When James Shaw blogged about this 2005 O'Reilly Emerging Technology Conference presentation recently, I remembered enjoying it when IT Conversations first released it. So with James' fresh recommendation I thought I'd listen to it again; I listened to it a couple of times, actually. I'm down for all things ontological, baby. Did I ever tell you that I have Masters in Library Science? (Okay, only about eight times.) But hey, whether you've got a library degree from an ALA Accredited Institution or you're just interested in how information is organized, I think you'll really enjoy this podcast.
The presentation is titled "Ontology is Overrated: Links, Tags and Post-hoc Metadata," by Clay Shirky. Ontology has several definitions, but the main definition of ontology used by Shirky has to do with entities and their relations in the world, the essence of a thing, its "is-ness." Shirky argues that the attempt itself to create a perfect ontological system is ill-conceived, and that categorization should be organically created from the bottom-up. More on how that works later.
Shirky describes the Periodic Table of Elements as a categorization scheme that comes about as close to perfect by describing the thing's essence as you can come, where you get both "descriptive and predictive value."

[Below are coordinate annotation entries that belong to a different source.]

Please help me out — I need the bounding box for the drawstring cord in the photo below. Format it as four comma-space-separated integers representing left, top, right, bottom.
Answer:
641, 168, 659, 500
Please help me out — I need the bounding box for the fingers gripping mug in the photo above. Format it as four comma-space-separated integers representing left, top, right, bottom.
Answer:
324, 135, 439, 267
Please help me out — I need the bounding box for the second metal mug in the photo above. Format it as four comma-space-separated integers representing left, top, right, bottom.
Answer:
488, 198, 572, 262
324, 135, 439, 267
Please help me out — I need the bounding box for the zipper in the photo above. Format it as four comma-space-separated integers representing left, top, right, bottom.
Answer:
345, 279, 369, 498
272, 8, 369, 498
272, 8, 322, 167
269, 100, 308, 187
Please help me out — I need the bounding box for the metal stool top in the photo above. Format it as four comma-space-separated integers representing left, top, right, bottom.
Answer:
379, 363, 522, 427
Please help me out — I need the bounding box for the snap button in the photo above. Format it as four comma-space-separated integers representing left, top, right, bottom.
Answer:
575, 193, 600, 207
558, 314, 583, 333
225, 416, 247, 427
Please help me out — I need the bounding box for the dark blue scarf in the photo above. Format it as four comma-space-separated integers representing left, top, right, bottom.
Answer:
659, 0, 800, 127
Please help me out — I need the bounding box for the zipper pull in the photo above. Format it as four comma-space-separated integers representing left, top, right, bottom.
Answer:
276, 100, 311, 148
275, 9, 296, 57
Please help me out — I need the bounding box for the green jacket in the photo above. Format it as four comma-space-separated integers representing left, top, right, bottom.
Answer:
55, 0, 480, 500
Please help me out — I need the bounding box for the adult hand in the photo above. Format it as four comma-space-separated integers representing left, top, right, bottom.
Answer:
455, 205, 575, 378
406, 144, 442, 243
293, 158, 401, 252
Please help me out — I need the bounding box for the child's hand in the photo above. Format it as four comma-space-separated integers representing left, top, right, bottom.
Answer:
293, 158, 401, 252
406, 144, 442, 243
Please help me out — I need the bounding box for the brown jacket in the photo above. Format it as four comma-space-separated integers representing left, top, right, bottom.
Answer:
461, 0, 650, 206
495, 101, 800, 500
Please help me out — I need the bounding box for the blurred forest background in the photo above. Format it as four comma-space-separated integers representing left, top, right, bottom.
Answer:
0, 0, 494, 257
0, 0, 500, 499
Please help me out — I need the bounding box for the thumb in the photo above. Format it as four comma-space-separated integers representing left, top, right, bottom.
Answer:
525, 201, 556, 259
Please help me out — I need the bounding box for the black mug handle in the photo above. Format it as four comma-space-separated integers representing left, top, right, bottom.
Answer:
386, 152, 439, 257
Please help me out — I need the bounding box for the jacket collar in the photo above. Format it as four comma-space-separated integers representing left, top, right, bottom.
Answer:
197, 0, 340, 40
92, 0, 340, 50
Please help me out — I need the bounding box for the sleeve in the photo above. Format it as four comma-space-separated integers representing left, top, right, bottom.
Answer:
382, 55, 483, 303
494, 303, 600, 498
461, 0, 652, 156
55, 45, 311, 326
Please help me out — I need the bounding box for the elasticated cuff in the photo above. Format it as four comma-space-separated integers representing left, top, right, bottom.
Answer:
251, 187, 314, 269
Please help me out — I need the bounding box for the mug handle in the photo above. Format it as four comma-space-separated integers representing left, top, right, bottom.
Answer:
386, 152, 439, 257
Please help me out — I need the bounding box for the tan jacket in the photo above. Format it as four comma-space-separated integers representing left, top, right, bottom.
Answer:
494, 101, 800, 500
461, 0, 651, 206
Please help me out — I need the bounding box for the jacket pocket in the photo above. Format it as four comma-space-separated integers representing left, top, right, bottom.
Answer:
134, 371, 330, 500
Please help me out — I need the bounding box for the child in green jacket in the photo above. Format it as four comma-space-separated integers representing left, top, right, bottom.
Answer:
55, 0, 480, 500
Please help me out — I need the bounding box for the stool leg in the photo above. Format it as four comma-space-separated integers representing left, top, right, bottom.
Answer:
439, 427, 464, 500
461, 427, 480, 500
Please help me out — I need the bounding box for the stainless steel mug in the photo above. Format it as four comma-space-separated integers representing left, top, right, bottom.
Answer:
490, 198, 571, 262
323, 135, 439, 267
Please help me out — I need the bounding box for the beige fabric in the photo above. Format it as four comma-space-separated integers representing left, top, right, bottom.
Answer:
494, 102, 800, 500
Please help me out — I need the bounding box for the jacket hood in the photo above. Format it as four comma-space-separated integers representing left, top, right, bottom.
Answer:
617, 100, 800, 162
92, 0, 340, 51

This is something James mentioned in his post. The essence of a book is "book." The Library of Congress categorization scheme looks like a high-order, hierarchical view of the world, but the system really exists to optimize linear seek time of books on shelves. The real goal of categorization schemes for things like libraries is to optimize physical storage, not the intellectual capacity of the content. "Ideas can be all over the place; it is the book that has to be in one place." These schemes may look like the organization of ideas, but they are more about the organization of the containers of those ideas. There is no shelf, no physical storage container for ideas.
Yahoo began with categorization, a metaphor for the shelf, and Google came along and said there is no shelf. Google actually came up with a categorization service similar to Yahoo's but removed it because no one was using it.
Those who create the categorization schemes have the power, and can override the users' needs. The search paradigm is the opposite.
You can't collapse many terms without signal loss. "Movie people don't want to hang out with Cinema people."
"The Cataloger looks at the Delicious tag 'to read' in horror. This is context dependent and temporary. But so was East Germany!"
The merging of tags derives something from the content, creating overlap, not synchronization. People who tagged this "one thing" often tagged it "another thing" as well. Users and time are core attributes. With user-generated categorization you can start to do things like inclusion, exclusion, grouping and decay. From user and world will come groups. Signal loss in this approach is from expression, not compression, and is due to the multiplicity of points of view, or people coming to the terms from different contexts. The filtering is done post-hoc. It can be argued that this bottom-up categorization scheme needs an editor, but no, filtering is being done by the public, by the user requests themselves.
If we, from many different points of view, can roll-up terms which have value in aggregate, it should be done without any ontological goals. It is all context-dependent, and will become a radical break from tradition categorization schemes in building new ordering systems around the flexibility of the link.